Густаво сбросил плащ, которым укрывался, и бесшумно поднялся. Тени скользили по потолку, по стенам, на столе в углу шипела и плакала, догорая, свеча – хозяин велел не тушить. Боится темноты его милость? Густаво встал во весь рост – венецианец раскинулся на постели, ссунувшись с подушки и чуть запрокинув голову, так, что открылось горло, дышал тяжело, подхрапывая. Губы его приоткрылись и все лицо оплыло – вино здешнего харчевника имело действие губительнейшее.

И снова раздался тот звук, снова монеты зазвенели, нежно и соблазняюще. Густаво вдруг показалось, что звон отдаляется, его отбирают. Отбирают, у него?

Ты ведь не слишком удивишься тому, что произошло далее, внимательный слушатель мой? Грубо и просто. Подушка, зажавшая нос и рот Караччиоло, забившиеся в удушье ноги. Шалишь, не вырвешься! Путь вниз по узкой темной лестнице с бесчувственным телом. Харчевнику заплачено вперед, думал Густаво. Он не в убытке.

Дождь уже закончился и в разрыве туч сочился свет полумесяца. Конь сеньора Караччиоло всхрапнул, приняв на себя двоих всадников. Густаво стоило труда усадить мертвеца перед собой – чтобы хозяин харчевник или его домашние, если видят это, думали, что мертвецки пьяного дворянина увозит в более безопасное место верный слуга. Увозит живым.

А завтра он пойдет к Нативидад для окончательного разговора. Нечего ей юлить и отговариваться лихорадкой, которой якобы болен этот родственник ее дядюшки. Понадоба будет – он, Густаво, и дядюшку прижмет, что ему. И звон будто тоже соглашался с Густаво, становился чище и нежнее.

Тонкий звон сопровождал Густаво всю дорогу до зловонного болотца, куда он, предварительно обыскав и сняв кошелек, сбросил тело злосчастного Караччиоло. Жив ли, нет – упал лицом вниз в болотную жижу. Лицо первым объедят слизни да болотные гады, так что никто не признает.

Густаво вывел коня на дорогу, взобрался в седло и поехал к сторону Матамороса. И весь путь его сопровождал тонкий и нежный серебристый звон монет.

***

“Мир – это стол со множеством поверхностей, которые лежат невидимо друг от друга. И живущие на каждой убеждены, что она единственная. Лишь очень немногие умеют сверлить в этой столешнице дырку”.

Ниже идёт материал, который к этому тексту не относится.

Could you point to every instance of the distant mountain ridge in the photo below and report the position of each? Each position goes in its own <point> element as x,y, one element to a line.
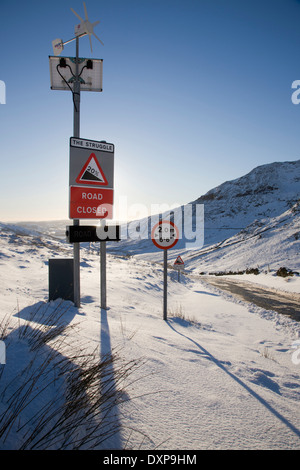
<point>266,191</point>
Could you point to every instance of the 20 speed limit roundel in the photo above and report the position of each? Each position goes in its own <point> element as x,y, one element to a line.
<point>165,234</point>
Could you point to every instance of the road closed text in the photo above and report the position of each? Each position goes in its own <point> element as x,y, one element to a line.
<point>91,203</point>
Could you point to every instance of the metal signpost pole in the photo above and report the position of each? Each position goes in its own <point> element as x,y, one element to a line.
<point>103,271</point>
<point>76,133</point>
<point>165,282</point>
<point>165,235</point>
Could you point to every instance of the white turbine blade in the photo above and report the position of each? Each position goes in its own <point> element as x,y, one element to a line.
<point>85,11</point>
<point>98,38</point>
<point>76,14</point>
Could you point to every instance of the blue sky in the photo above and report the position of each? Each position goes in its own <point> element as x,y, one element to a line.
<point>195,93</point>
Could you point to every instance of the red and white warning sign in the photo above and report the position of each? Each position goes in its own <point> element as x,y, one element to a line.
<point>91,203</point>
<point>92,173</point>
<point>91,163</point>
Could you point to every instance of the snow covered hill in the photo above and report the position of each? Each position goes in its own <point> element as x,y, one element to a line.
<point>252,221</point>
<point>219,374</point>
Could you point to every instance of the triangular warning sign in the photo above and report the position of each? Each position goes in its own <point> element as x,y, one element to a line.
<point>91,172</point>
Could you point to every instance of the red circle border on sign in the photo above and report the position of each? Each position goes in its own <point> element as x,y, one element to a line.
<point>177,234</point>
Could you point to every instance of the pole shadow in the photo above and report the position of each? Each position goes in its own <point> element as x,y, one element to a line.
<point>108,387</point>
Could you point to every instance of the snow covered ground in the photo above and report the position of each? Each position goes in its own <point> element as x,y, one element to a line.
<point>219,374</point>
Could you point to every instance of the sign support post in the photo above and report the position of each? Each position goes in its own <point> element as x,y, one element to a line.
<point>84,28</point>
<point>165,235</point>
<point>103,272</point>
<point>76,132</point>
<point>165,283</point>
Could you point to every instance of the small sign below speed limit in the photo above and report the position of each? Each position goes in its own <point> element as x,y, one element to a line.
<point>165,234</point>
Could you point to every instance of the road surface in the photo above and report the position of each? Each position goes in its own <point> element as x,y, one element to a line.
<point>265,297</point>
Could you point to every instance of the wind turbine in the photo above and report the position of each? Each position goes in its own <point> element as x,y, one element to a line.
<point>86,27</point>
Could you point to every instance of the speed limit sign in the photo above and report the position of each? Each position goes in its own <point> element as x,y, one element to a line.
<point>165,234</point>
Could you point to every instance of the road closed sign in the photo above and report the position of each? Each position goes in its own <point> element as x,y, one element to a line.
<point>90,203</point>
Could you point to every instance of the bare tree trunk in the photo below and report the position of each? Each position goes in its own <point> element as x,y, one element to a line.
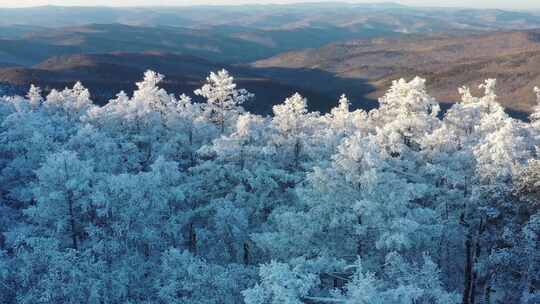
<point>468,270</point>
<point>246,253</point>
<point>192,239</point>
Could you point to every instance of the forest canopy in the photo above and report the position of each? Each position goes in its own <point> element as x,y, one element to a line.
<point>153,198</point>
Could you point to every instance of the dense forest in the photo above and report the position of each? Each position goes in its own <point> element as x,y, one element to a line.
<point>153,198</point>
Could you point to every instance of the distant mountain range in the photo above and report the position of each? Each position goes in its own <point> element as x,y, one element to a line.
<point>319,49</point>
<point>447,62</point>
<point>107,74</point>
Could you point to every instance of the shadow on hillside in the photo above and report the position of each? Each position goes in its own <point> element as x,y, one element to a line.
<point>325,84</point>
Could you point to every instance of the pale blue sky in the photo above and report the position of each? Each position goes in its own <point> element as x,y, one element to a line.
<point>515,4</point>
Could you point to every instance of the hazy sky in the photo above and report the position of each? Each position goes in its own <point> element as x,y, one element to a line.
<point>515,4</point>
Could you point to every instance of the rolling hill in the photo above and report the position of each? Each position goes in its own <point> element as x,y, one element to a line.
<point>446,61</point>
<point>107,74</point>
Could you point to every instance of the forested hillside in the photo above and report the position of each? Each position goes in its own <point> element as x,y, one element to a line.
<point>153,198</point>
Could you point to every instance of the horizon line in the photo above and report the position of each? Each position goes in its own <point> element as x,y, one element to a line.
<point>272,4</point>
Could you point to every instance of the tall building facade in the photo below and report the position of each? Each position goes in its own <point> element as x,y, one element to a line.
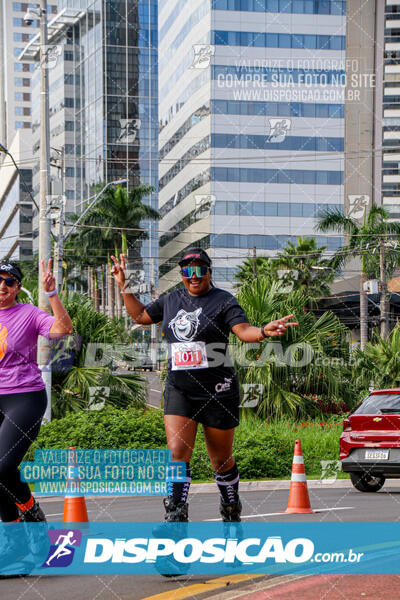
<point>15,75</point>
<point>251,129</point>
<point>104,103</point>
<point>390,24</point>
<point>16,209</point>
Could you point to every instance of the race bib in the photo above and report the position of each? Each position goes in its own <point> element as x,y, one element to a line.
<point>188,355</point>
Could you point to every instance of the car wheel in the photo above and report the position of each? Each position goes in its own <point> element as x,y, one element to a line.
<point>363,482</point>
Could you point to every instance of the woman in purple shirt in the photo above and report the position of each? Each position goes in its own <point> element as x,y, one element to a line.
<point>23,397</point>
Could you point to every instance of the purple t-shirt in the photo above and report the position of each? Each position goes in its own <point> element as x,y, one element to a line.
<point>20,326</point>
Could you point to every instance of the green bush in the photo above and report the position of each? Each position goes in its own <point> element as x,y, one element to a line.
<point>262,450</point>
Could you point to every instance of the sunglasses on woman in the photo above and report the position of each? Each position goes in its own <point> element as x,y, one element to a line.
<point>9,281</point>
<point>199,271</point>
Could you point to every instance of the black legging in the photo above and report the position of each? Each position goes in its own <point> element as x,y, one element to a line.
<point>20,419</point>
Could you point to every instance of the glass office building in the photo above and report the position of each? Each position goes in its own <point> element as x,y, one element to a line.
<point>251,127</point>
<point>104,102</point>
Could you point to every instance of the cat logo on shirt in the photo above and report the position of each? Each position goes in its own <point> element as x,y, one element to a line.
<point>3,341</point>
<point>184,324</point>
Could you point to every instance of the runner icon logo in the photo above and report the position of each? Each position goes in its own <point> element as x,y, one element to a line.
<point>184,325</point>
<point>62,547</point>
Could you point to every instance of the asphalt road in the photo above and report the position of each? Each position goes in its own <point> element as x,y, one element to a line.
<point>337,504</point>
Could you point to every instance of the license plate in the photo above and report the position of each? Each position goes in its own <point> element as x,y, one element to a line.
<point>377,454</point>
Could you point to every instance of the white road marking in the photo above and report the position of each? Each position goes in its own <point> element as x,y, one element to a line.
<point>283,513</point>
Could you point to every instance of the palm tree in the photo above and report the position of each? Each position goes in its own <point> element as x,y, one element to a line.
<point>120,213</point>
<point>307,270</point>
<point>361,239</point>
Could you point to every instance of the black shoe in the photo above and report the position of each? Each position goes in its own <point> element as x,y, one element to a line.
<point>33,515</point>
<point>176,511</point>
<point>231,512</point>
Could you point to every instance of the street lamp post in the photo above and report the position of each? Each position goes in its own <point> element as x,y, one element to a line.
<point>44,221</point>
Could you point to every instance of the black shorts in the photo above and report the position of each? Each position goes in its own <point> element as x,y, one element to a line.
<point>213,410</point>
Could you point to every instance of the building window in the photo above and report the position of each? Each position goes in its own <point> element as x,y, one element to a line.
<point>22,111</point>
<point>23,6</point>
<point>278,40</point>
<point>21,23</point>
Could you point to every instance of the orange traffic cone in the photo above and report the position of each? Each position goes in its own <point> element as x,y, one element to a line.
<point>299,502</point>
<point>74,506</point>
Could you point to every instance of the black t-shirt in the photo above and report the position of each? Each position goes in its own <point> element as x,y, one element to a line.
<point>207,320</point>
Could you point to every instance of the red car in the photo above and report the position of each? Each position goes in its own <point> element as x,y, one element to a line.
<point>370,442</point>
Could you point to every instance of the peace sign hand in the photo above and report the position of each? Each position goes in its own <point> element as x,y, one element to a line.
<point>118,269</point>
<point>48,279</point>
<point>278,327</point>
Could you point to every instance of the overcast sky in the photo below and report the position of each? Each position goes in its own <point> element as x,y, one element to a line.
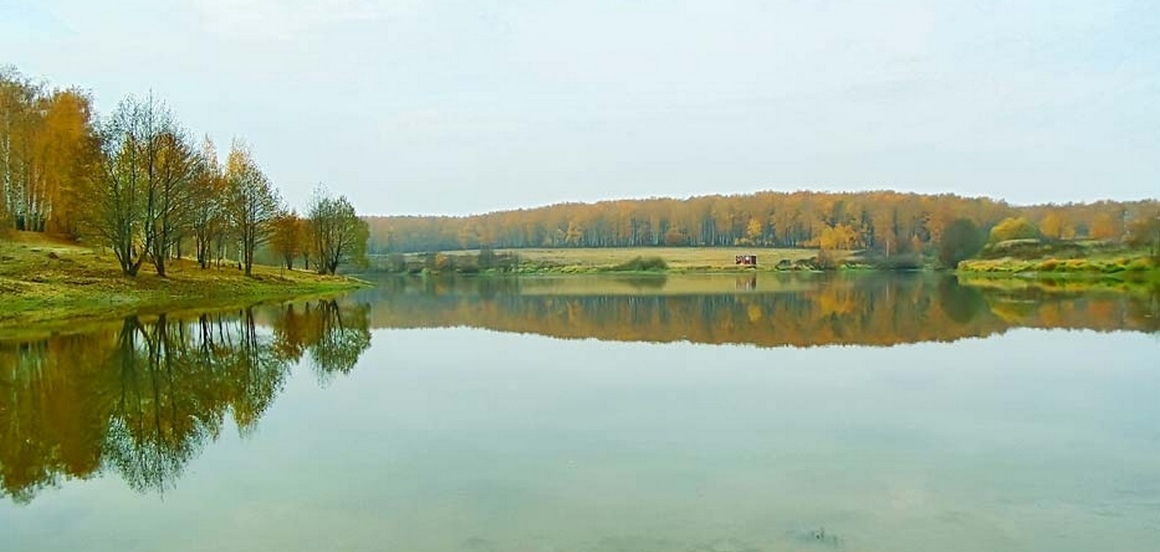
<point>461,107</point>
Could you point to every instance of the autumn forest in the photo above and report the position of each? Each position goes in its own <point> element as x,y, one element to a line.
<point>137,182</point>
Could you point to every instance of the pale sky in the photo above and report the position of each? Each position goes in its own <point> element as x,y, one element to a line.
<point>462,107</point>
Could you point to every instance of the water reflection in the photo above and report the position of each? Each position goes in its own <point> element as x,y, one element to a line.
<point>144,397</point>
<point>762,310</point>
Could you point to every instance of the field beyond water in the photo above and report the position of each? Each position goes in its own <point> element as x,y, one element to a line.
<point>48,284</point>
<point>616,259</point>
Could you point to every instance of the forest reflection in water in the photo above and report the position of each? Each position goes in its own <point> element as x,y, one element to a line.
<point>144,396</point>
<point>766,310</point>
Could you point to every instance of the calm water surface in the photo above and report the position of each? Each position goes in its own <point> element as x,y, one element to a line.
<point>596,414</point>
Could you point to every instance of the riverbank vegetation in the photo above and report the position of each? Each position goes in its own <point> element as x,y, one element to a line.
<point>49,283</point>
<point>88,203</point>
<point>940,229</point>
<point>601,260</point>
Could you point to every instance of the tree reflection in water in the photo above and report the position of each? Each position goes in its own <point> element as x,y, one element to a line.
<point>145,397</point>
<point>766,310</point>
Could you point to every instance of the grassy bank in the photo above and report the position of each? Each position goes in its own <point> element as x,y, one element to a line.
<point>622,260</point>
<point>50,283</point>
<point>1086,263</point>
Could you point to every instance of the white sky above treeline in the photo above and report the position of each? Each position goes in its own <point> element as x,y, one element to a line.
<point>463,107</point>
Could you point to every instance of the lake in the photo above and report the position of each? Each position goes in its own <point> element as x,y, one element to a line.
<point>763,412</point>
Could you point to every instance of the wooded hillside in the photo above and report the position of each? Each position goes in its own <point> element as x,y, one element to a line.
<point>890,222</point>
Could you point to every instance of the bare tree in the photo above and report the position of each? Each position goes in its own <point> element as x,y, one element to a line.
<point>339,235</point>
<point>253,202</point>
<point>208,217</point>
<point>168,211</point>
<point>130,142</point>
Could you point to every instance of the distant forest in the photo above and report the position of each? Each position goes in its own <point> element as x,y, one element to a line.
<point>887,222</point>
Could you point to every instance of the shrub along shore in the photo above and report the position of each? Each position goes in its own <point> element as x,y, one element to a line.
<point>46,283</point>
<point>1024,260</point>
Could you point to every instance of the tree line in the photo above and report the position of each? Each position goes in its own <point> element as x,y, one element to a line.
<point>886,222</point>
<point>139,183</point>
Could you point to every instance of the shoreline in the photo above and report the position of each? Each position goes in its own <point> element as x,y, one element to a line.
<point>57,288</point>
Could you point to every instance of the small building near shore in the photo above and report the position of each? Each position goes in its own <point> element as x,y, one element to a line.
<point>746,260</point>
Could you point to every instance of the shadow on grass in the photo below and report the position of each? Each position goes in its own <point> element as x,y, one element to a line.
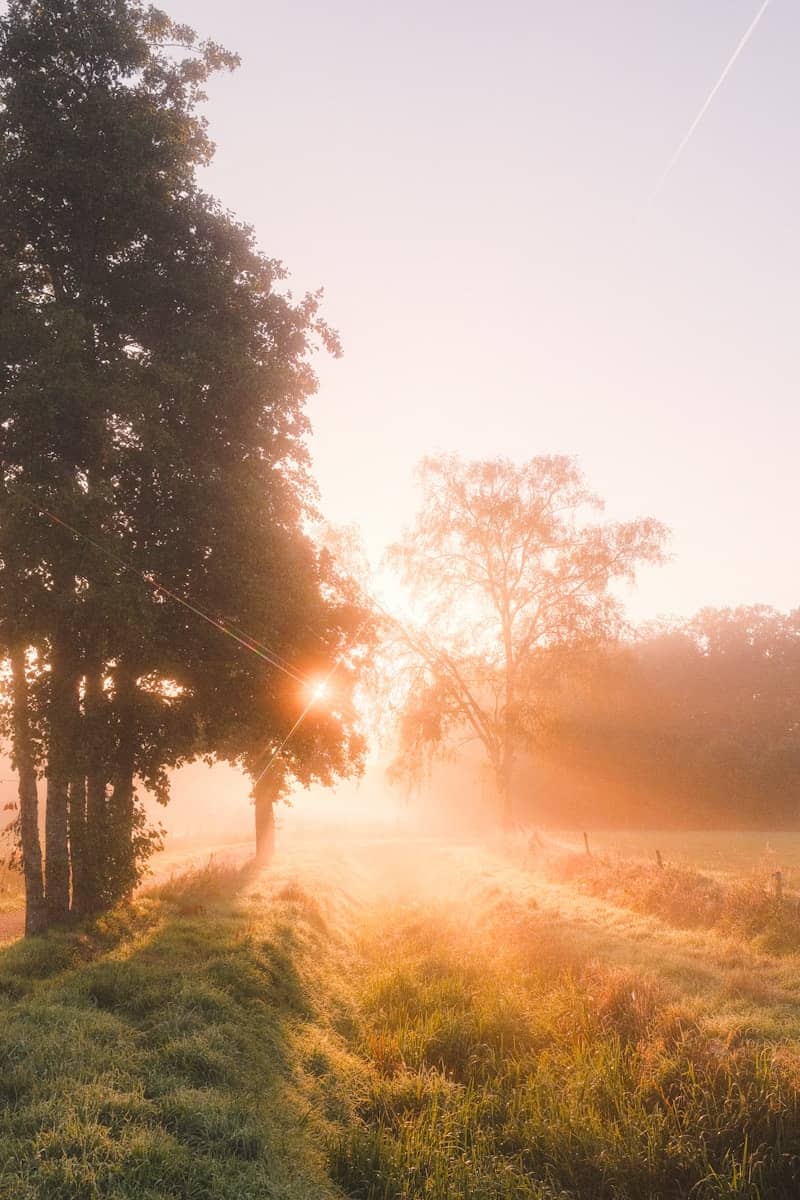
<point>151,1053</point>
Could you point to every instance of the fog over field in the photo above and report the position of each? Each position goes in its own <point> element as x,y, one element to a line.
<point>400,624</point>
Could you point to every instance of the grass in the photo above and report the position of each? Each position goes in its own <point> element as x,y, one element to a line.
<point>235,1036</point>
<point>686,898</point>
<point>152,1057</point>
<point>511,1066</point>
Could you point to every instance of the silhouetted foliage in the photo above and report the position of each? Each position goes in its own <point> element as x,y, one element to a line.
<point>154,373</point>
<point>691,724</point>
<point>511,570</point>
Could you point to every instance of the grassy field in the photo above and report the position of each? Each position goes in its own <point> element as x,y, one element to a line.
<point>396,1019</point>
<point>729,853</point>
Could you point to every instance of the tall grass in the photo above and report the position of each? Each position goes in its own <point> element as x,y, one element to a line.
<point>689,899</point>
<point>152,1056</point>
<point>230,1037</point>
<point>505,1065</point>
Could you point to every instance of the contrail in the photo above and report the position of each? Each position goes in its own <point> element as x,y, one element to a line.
<point>710,96</point>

Когда в сказках герой приходит к ведьме, она непременно чует его, едва он переступает порог ее дома. Однако у нас нет ни героя, ни ведьмы. Рыжеватый парнишка с рожком никак не тянет на героя, а васконка без возраста, жилистая и в движениях текучая как вода, не слишком тянет на ведьму.

Но они чуют, чуют друг друга, как чуют соперники – сторожкие шакалы или ласки, пьющие горячую кровь. Охотничьи угодья оказались в опасной близости друг от друга, сползлись, как сползаются два кровавых пятна.

– Ты пришел, мальчик с серебряным рожком?

Хосефа говорит вполне обыденным тоном, будто раздумывает взять осла в хозяйство. Рожок – вот что приманило ее. Он и сам знал, что на рожок сползаются не только змеи.

– Ты ведь и сам знаешь, что по иному я до него не доберусь. Он прислал сюда этих девочек, а я отошлю их обратно. Чтоб они сделали то, что я им велю. А каков твой интерес во всем этом?

– Я просто люблю наблюдать за людьми, – кошачья короткая улыбка, вспыхивают оттенком не то каленого ореха, не то болотной тины широко расставленные глаза. Непонятные глаза. Даже Хосефа не может выдержать его взгляда.

– Наблюдать и ничего не предпринимать?

– Да, – Лисенок касается кончиками пальцев стола, у которого сидит Хосефа. Стол стар и поверхлость его лоснится от тысяч пальцев, касавшихся его, но под пальцами Лисенка он вздрагивает от удовольствия, будто живое существо.